Is there any known analytical result or (very) fast algorithm (with proof of correctness) giving the maximum likelihood sample when drawing from the Multinomial MULT(N ; P1 ... PM), with N
My previous answer assumed you meant 'maximum likelihood estimator'. I hope that is what you meant. Or did you mean 'take the most likely sample'? I'm not sure if that makes sense, but it is easy enough to take a random sample. However, there are up to M-1 tests to check for each simulated observation, and if M is large this could be time consuming. For efficiency you could order the pi from greatest to smallest.
On further thought, perhaps there is a way to choose the most likely sample. If N = 1, obviously we should choose the class with the greatest pi. Similarly to some apportionment methods for proportional representation elections, or the US House of Representatives, allocate the sample members one by one maintaining the maximal property at each stage. Can that be done? If class i already has xi observations then allocating the observation to that class will increase the probability by a factor of ((N+1)/N)pi/(xi+1). So allocate to whichever class has the greatest value of pi/(xi+1).
This method gives the maximum increase at each stage, but it is still necessary to show that after allocation it is not possible to move an observation between classes without reducing the probability. Edward Huntington investigated several criteria for rearrangements in this way. In your case, transferring an observation from class i to class j increases the probability by a factor of pj xi/(pi (xj+1)).
By the way we did the allocation, if class i is the latest to be selected, this ratio is less than 1. Otherwise the xs are as they were at the time they were allocated so the same argument applies.
So I think we have proved the allocation method correct. I think this coincides with Jefferson's method that has been used in the past for the US congress.

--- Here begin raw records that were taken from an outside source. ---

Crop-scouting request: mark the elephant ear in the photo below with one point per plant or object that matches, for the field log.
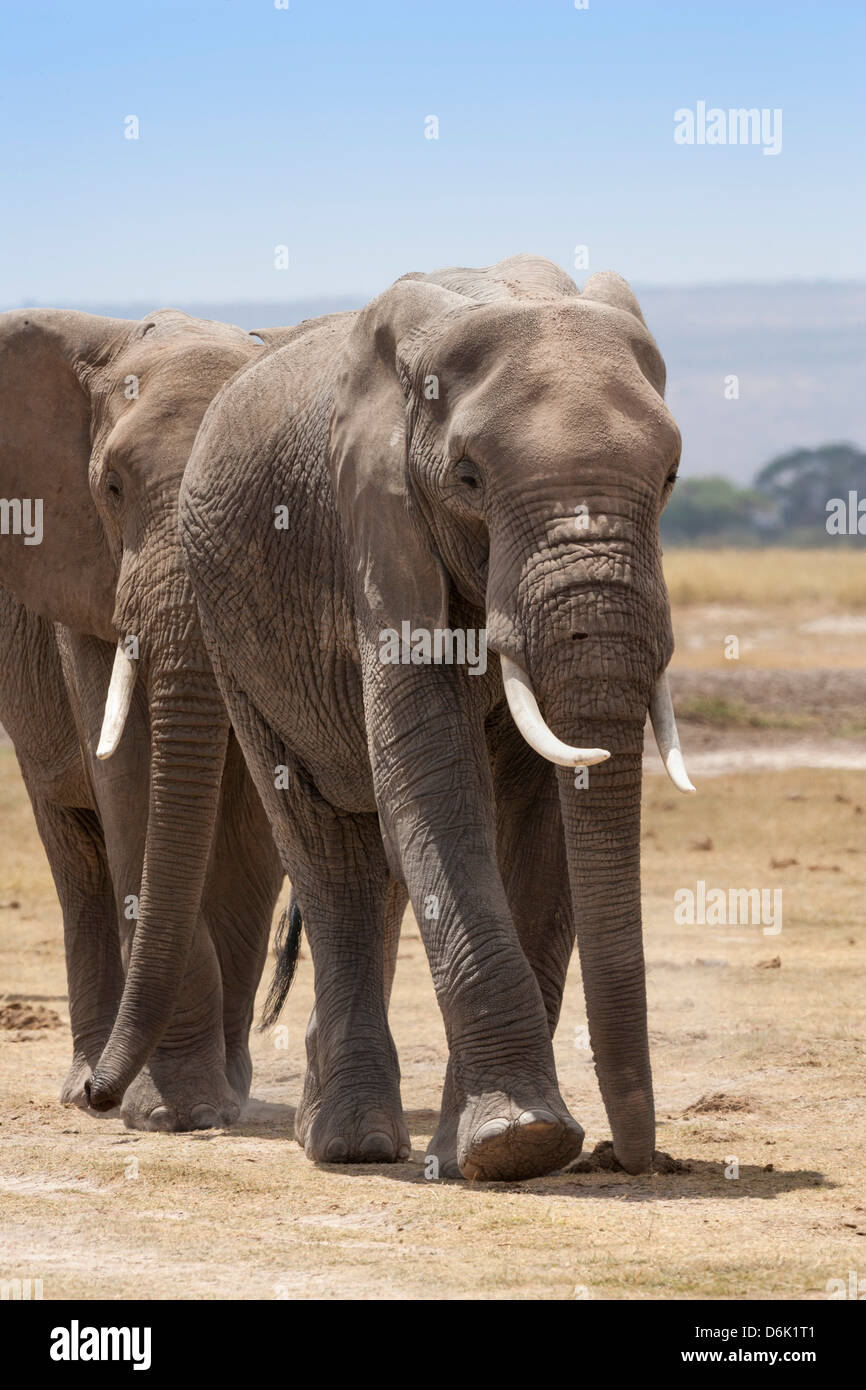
(53, 551)
(398, 571)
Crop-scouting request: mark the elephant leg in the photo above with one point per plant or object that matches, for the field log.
(531, 855)
(395, 906)
(241, 891)
(350, 1107)
(38, 715)
(75, 848)
(184, 1084)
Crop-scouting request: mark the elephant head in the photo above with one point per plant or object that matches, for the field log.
(501, 438)
(97, 417)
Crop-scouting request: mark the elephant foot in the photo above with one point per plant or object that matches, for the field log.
(503, 1140)
(180, 1094)
(72, 1090)
(349, 1127)
(444, 1148)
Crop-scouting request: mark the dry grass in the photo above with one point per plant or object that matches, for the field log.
(96, 1211)
(770, 577)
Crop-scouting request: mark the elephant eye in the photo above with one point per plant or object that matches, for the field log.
(467, 474)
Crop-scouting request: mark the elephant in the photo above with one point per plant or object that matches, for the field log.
(476, 452)
(161, 855)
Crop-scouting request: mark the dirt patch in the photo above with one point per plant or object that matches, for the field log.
(717, 1102)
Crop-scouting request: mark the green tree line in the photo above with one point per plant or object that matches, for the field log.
(808, 496)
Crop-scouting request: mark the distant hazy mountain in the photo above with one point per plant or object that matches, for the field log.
(797, 349)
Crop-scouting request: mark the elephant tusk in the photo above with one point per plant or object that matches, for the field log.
(527, 716)
(667, 738)
(117, 702)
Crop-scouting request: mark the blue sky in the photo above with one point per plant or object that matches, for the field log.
(305, 127)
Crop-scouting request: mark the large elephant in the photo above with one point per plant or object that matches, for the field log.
(476, 449)
(141, 794)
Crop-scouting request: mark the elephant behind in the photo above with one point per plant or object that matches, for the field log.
(139, 791)
(474, 452)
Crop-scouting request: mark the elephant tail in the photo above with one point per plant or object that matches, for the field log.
(288, 948)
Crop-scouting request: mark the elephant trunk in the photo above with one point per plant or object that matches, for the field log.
(189, 733)
(597, 695)
(602, 830)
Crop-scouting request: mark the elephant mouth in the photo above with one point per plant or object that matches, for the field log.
(538, 736)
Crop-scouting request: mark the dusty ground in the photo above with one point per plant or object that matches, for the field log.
(758, 1041)
(758, 1051)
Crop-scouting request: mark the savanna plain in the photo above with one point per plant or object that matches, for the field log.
(758, 1039)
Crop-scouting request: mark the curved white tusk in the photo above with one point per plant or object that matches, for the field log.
(667, 738)
(527, 716)
(117, 702)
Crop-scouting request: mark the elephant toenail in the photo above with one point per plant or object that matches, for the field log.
(377, 1147)
(161, 1119)
(491, 1130)
(537, 1118)
(205, 1116)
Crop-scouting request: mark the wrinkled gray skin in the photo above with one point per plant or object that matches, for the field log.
(460, 508)
(160, 1011)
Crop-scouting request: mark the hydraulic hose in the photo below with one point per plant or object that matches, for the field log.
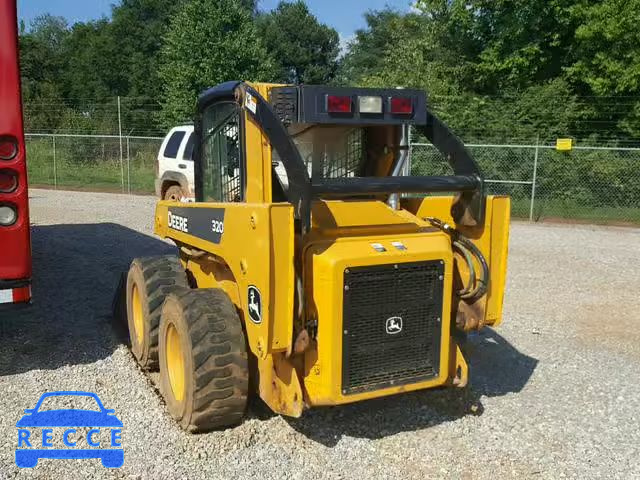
(476, 287)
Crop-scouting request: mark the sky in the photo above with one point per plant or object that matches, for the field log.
(346, 16)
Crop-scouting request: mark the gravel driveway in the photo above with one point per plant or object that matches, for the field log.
(555, 390)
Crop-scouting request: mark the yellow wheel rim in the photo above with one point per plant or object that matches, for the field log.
(175, 362)
(138, 318)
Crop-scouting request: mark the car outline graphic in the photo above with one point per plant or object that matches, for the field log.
(105, 418)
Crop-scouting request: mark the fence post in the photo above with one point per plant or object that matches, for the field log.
(128, 167)
(120, 138)
(55, 169)
(535, 175)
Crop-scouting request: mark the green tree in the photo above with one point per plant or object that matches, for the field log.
(208, 42)
(305, 51)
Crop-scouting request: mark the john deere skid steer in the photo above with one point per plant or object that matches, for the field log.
(313, 269)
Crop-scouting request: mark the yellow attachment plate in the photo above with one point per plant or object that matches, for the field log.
(492, 238)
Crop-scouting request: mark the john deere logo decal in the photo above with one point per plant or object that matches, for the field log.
(255, 304)
(394, 325)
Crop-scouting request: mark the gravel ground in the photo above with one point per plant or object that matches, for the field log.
(555, 391)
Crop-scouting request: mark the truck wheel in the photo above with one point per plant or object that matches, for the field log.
(174, 193)
(204, 374)
(149, 281)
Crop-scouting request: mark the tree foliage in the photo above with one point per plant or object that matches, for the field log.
(208, 43)
(495, 69)
(304, 50)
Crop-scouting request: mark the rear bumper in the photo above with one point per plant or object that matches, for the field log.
(14, 292)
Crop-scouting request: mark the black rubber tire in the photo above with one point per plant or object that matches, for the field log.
(174, 193)
(155, 278)
(214, 353)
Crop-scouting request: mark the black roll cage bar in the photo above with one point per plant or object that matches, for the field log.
(468, 208)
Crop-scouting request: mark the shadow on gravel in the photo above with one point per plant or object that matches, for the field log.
(497, 369)
(76, 272)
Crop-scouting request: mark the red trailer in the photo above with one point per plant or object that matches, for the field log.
(15, 242)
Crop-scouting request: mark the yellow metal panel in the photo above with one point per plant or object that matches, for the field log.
(257, 246)
(328, 215)
(500, 219)
(564, 144)
(325, 262)
(492, 239)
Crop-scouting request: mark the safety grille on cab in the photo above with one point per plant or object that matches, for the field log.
(391, 325)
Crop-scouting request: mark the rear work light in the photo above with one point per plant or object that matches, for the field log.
(338, 104)
(8, 148)
(401, 106)
(370, 104)
(8, 181)
(8, 215)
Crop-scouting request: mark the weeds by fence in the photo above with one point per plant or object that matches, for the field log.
(590, 184)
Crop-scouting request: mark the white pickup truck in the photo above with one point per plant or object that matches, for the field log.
(174, 169)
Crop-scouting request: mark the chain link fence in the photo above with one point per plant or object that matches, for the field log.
(93, 162)
(591, 184)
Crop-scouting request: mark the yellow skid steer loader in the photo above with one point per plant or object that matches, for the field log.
(313, 269)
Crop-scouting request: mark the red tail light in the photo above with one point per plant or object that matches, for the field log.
(8, 148)
(401, 106)
(338, 104)
(8, 181)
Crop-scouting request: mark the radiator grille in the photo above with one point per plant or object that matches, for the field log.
(378, 300)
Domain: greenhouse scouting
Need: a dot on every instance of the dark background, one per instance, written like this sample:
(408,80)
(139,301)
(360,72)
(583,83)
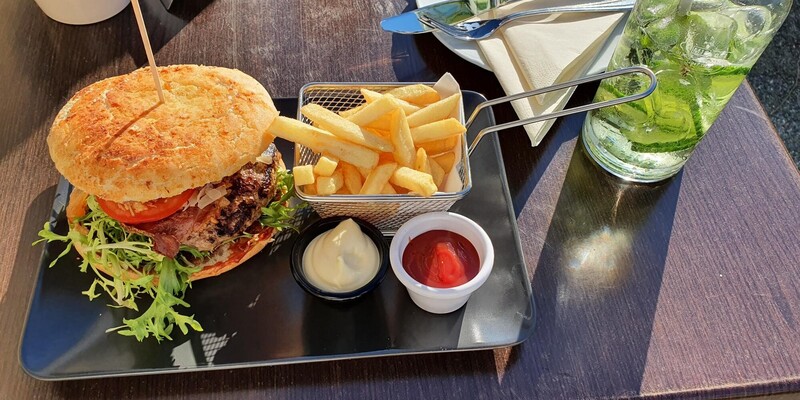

reduce the problem to a binomial one (argmax(P) versus all the others), allocate optimaly between the two groups, then recursively treat the remaining groups
but i was quite unsure that this greedy allocation was indeed optimal (extensive simulations do indicate that it is ...) ; thanks for the proof !
The way you describe your method, it is not quite the same as my suggestion, but maybe it is equivalent (or maybe not). My suggestion was to add one observation at a time so that the sample size increases by 1 each time.
All methods of apportionment have paradoxes. The grouping paradox is that you can get a different allocation from the direct one by dividing the classes into groups, allocating the sample to these groups, and then allocating within the groups.
When N < M notice that the most probable sample gives no observations in at least M-N classes, whereas a random sample would give all classes a chance of selection. This demonstrates the grouping paradox, because one group could contain all the classes that would have no observations under the most probable allocation. In many cases this would give them some observations.
I am not sure that grouping into the largest pi and the rest would necessarily avoid the grouping paradox, although perhaps it would. But it is faster than my one by one approach.
My rule was: allocate to the largest pi/(xi+1). So at each stage we divide all the pi (or the expected values Npi) by one more than the number already allocated to the class. The class with the greatest value of this gets the next observation. This is d'Hondt's method which is known to be equivalent to Jefferson's method.
Jefferson's method should be faster. It is an iterative approach which allocates the whole sample all at once, but needs further adjustment. First calculate the expected values (which are not integers) and round them down This is the first trial allocation. The sample size will be too small, so scale the expected numbers up and allocate again. Repeat if the sample size is too small; if it is too great scale the expected numbers down. A binary search should succeed in about 3 or 4 iterations. The trick is to automate the choice of scale factors.
The worst case is when max(Npi) < 1 so the first iteration gives a total sample size of 0.